Gas oscillations in an annular channel induced by a longitudinal temperature gradient

Background and Objectives: When selecting the design and layout scheme of the thermoacoustic converter, special requirements include the placement of heat exchangers in the areas of heat input and output. The most promising in this regard are coaxial schemes with coaxial location (tube in tube) of the acoustic pathway channels. Such design features pose their own optimization problems. To solve them, it is necessary to reveal the peculiarities of changing the dynamical parameters of oscillating gas under acoustic wave conditions. Materials and Methods: In this paper we derive a second-order linear differential equation for pressure oscillations in the annular section channel in the presence of a constant longitudinal temperature gradient based on linearized equations of compressible medium mechanics, which does not depend on other dynamical parameters.
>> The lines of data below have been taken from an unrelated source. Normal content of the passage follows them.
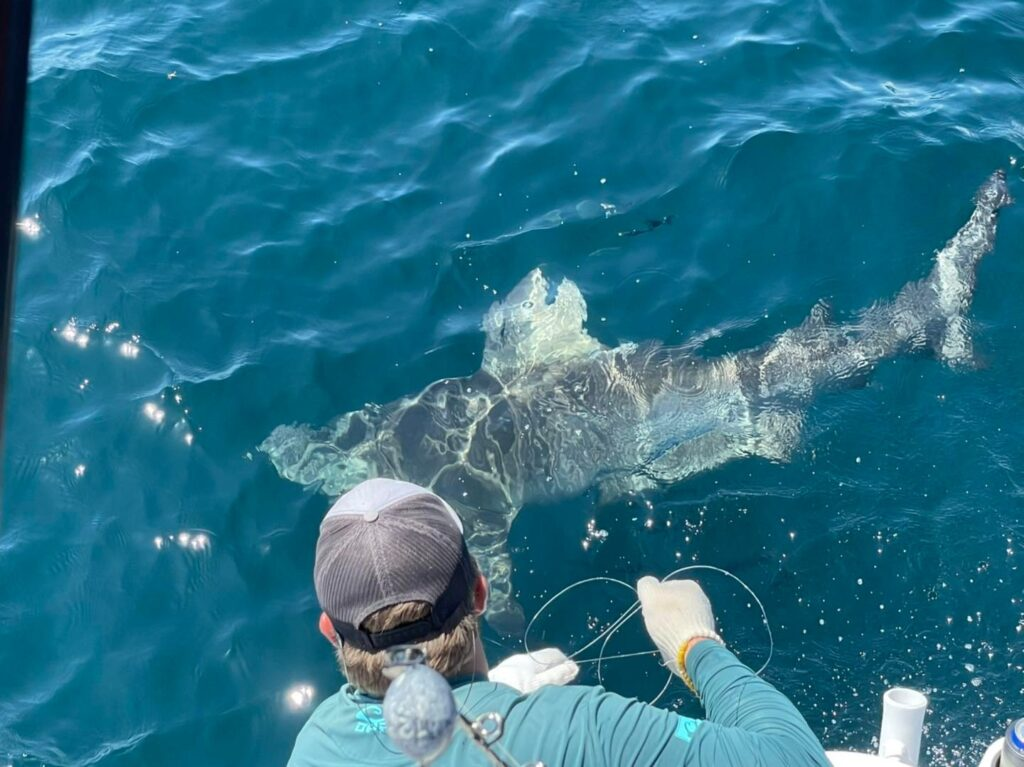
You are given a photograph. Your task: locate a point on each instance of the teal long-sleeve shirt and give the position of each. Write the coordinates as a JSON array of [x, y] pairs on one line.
[[749, 724]]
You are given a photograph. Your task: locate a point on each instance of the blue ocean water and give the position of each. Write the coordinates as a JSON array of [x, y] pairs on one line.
[[239, 215]]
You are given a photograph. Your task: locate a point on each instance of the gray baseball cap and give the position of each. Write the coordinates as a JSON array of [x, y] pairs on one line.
[[387, 542]]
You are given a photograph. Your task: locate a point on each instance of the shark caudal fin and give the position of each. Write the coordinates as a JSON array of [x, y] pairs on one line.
[[954, 273]]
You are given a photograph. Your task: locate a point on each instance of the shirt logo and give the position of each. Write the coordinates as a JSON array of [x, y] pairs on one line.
[[370, 719], [685, 728]]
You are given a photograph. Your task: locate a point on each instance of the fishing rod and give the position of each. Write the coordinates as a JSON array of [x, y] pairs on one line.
[[15, 30]]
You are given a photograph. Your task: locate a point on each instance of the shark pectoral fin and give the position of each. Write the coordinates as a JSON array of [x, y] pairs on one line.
[[778, 431], [693, 456], [531, 328], [613, 486], [486, 534]]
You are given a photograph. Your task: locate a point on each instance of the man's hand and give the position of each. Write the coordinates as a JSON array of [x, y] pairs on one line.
[[675, 612], [529, 672]]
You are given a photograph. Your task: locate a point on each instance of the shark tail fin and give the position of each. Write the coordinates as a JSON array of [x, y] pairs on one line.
[[954, 272]]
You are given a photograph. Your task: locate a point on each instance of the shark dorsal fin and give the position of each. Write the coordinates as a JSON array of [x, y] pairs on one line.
[[534, 328]]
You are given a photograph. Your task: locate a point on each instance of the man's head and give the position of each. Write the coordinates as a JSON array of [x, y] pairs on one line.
[[392, 568]]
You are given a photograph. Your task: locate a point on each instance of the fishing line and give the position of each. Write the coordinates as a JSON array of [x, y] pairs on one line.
[[605, 636]]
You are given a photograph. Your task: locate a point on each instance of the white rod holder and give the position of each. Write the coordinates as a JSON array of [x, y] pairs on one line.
[[902, 721]]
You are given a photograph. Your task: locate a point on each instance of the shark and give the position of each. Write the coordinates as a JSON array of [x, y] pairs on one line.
[[553, 412]]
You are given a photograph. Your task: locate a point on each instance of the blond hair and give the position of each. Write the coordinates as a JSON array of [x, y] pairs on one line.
[[448, 653]]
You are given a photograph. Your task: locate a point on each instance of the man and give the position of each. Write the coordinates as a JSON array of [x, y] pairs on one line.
[[392, 568]]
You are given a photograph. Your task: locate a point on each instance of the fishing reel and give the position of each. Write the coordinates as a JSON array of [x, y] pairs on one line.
[[422, 716]]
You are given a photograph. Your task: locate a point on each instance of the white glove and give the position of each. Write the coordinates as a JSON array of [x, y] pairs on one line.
[[529, 672], [675, 612]]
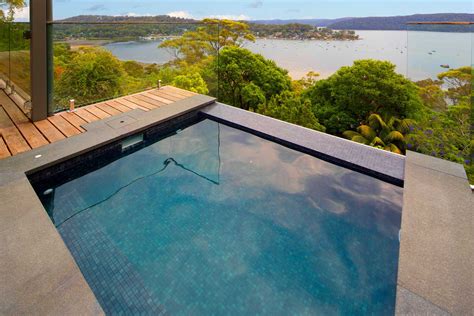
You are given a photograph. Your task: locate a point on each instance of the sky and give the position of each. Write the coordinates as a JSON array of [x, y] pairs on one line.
[[258, 9]]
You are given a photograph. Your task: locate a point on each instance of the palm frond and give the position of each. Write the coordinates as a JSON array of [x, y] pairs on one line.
[[395, 136], [360, 139], [377, 142], [350, 134], [367, 132], [376, 122], [394, 149]]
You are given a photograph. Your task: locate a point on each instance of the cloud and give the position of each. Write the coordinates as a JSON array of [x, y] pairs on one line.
[[180, 14], [133, 14], [256, 4], [241, 17], [96, 7], [22, 14]]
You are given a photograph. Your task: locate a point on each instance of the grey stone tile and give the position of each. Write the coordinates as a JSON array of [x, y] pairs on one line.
[[437, 239], [380, 163], [409, 304], [35, 261], [437, 164], [70, 298]]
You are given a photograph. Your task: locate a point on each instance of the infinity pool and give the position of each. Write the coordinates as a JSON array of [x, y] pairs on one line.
[[212, 220]]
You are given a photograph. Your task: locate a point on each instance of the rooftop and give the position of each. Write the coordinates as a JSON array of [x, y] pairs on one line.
[[435, 274], [18, 134]]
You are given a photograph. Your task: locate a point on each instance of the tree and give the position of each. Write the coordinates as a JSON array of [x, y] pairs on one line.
[[432, 94], [377, 133], [446, 135], [133, 68], [458, 82], [207, 40], [239, 67], [92, 75], [306, 82], [349, 96], [192, 82], [290, 108], [8, 9]]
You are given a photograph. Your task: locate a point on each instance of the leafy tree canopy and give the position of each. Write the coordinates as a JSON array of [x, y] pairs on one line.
[[384, 134], [93, 74], [192, 82], [290, 108], [349, 96], [208, 40], [8, 9], [239, 67]]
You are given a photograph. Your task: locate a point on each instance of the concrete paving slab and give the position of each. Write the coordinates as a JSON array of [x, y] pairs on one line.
[[437, 236], [410, 304]]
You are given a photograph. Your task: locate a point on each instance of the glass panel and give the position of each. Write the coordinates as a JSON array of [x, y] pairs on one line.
[[94, 62], [440, 62], [20, 59], [4, 53], [15, 52]]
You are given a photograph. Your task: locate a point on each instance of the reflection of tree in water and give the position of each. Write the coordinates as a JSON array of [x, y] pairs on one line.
[[49, 200]]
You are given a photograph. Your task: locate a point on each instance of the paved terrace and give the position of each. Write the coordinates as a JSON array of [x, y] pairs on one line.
[[18, 134], [39, 276]]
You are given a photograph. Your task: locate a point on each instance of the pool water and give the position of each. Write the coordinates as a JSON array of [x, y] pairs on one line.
[[213, 220]]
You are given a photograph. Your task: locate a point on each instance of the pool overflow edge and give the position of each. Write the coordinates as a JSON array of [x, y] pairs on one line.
[[154, 124]]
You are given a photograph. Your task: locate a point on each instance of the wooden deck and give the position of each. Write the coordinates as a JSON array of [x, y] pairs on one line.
[[18, 134]]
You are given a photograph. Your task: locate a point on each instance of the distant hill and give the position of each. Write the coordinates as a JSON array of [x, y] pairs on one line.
[[347, 23], [313, 22], [400, 22], [108, 18]]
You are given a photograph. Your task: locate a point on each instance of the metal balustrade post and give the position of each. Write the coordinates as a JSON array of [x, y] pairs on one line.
[[40, 14]]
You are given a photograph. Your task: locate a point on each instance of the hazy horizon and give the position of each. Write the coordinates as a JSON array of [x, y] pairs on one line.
[[259, 9]]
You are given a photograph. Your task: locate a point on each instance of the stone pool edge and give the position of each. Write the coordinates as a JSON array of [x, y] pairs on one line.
[[24, 215]]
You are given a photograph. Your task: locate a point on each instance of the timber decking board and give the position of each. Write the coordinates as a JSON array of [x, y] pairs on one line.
[[18, 134], [4, 152], [151, 101], [97, 112], [31, 134], [64, 126], [131, 104], [180, 91], [141, 103], [12, 136], [86, 116], [168, 96], [118, 106], [74, 119], [158, 98], [49, 131]]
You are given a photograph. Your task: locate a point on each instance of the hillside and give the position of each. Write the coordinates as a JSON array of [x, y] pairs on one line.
[[312, 22], [131, 19], [400, 22]]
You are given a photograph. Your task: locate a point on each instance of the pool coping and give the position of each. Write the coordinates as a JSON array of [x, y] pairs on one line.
[[22, 217]]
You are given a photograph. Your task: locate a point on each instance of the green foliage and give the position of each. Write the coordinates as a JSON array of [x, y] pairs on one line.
[[458, 82], [346, 98], [192, 82], [445, 135], [252, 96], [239, 67], [8, 9], [432, 94], [92, 75], [134, 69], [376, 132], [288, 107], [207, 40]]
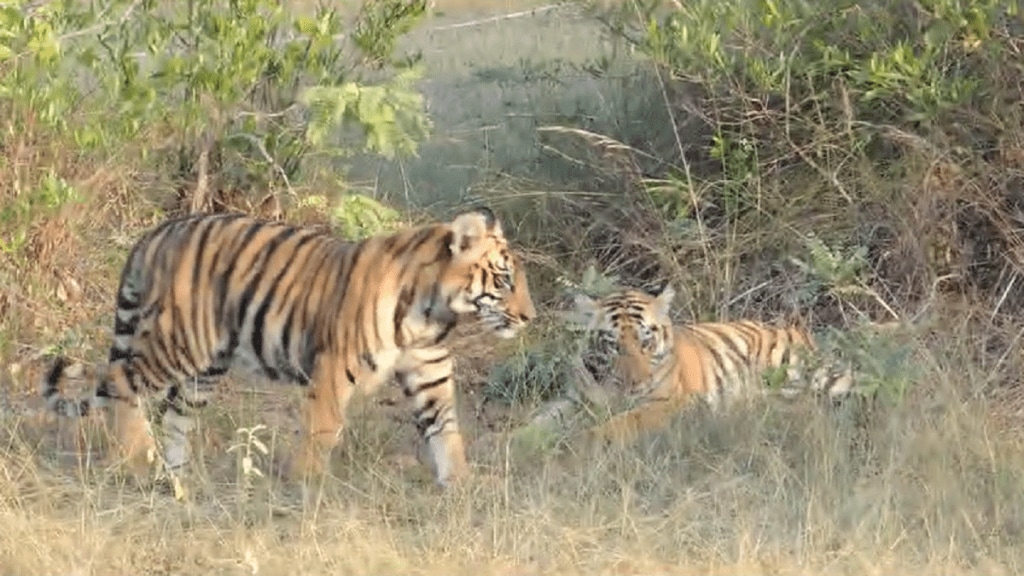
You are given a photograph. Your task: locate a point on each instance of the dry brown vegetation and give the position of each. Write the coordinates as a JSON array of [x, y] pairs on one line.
[[929, 485]]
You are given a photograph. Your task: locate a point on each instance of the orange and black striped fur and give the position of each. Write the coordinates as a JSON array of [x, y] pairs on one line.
[[204, 292], [633, 342]]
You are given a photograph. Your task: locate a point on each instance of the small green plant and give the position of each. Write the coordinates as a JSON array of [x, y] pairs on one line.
[[247, 448]]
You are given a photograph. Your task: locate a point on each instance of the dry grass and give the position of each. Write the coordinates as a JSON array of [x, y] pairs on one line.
[[930, 487]]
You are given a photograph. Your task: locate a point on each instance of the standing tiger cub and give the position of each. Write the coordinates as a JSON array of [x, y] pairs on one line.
[[203, 292], [632, 341]]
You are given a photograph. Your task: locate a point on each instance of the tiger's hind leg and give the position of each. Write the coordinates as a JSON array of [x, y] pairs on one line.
[[133, 446], [177, 411], [425, 376], [323, 418]]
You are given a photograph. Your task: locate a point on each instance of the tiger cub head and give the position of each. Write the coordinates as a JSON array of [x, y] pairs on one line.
[[485, 277], [629, 334]]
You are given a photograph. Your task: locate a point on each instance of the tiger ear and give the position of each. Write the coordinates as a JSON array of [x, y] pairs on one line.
[[468, 229], [663, 302]]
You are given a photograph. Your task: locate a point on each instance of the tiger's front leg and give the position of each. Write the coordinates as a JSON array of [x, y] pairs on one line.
[[426, 378]]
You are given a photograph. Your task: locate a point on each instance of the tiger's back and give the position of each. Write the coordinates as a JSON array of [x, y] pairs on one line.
[[202, 293]]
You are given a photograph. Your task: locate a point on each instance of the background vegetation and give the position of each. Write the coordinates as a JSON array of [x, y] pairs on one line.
[[835, 164]]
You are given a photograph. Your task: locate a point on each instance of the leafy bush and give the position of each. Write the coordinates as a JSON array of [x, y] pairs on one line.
[[224, 95], [825, 110]]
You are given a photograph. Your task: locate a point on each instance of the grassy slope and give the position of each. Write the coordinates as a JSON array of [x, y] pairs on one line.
[[933, 487]]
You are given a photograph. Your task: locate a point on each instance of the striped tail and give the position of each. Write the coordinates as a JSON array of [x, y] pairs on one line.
[[56, 402]]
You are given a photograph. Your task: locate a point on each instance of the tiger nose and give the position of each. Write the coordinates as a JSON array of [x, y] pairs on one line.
[[631, 364]]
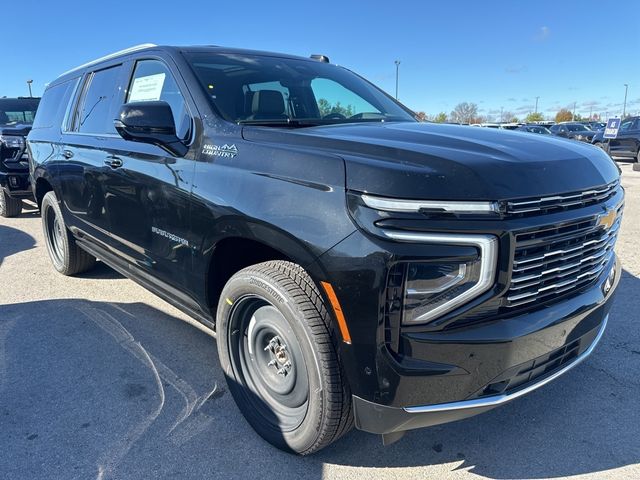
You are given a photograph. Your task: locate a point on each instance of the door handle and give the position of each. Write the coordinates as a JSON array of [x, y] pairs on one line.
[[113, 162]]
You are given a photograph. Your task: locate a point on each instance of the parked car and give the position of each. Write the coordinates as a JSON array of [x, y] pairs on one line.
[[16, 117], [534, 129], [575, 131], [595, 126], [356, 265], [626, 144]]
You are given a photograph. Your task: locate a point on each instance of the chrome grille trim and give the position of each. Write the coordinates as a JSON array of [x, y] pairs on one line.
[[573, 260], [595, 195]]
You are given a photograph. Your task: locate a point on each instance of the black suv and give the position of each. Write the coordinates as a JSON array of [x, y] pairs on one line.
[[627, 142], [16, 117], [356, 265]]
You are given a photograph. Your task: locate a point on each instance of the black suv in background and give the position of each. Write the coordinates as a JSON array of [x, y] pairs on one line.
[[575, 131], [627, 142], [356, 265], [16, 117]]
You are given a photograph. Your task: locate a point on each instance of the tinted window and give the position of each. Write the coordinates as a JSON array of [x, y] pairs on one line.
[[94, 114], [15, 111], [334, 99], [53, 104], [290, 91], [152, 81], [626, 125]]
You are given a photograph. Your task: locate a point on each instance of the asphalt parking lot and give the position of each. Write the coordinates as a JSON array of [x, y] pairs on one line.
[[101, 379]]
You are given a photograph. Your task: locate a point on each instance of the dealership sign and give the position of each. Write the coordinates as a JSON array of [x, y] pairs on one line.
[[611, 130]]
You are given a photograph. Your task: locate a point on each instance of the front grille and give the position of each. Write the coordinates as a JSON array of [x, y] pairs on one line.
[[567, 201], [557, 259]]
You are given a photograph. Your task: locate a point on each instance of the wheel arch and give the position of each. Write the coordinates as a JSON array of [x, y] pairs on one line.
[[247, 244]]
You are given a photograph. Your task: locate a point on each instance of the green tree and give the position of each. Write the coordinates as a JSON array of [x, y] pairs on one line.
[[440, 118], [534, 117], [326, 108], [563, 115], [464, 112]]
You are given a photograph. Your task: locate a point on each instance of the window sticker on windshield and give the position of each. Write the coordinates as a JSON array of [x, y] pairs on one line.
[[147, 89]]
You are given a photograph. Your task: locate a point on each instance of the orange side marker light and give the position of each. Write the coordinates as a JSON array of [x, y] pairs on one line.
[[342, 323]]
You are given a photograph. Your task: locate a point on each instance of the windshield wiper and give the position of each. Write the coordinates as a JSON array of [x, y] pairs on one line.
[[280, 122]]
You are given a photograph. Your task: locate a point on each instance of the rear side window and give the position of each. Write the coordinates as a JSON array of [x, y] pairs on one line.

The solutions are expressed in terms of two dimensionless parameters $h/\delta_{\mu}$ ; h and $\delta_{\mu}$ represent, respectively, half the distance between two concentric channels and a characteristic length using the dynamical viscosity of the gas and the angular frequency of acoustic oscillations. Results: The solution of the equation makes it possible to present expressions for the dynamical parameters of gas oscillations, such as velocity, density, temperature, as functions of the dynamical pressure. Conclusion: It has been shown that the derived equation is a more general case of the Rott equation obtained for a circular section channel under the same conditions. The dynamical parameter equations derived in this paper are applied to measurements of the acoustic power distribution in a thermoacoustic transducer and make it possible to simulate linear acoustic processes in coaxial channels of thermoacoustic devices.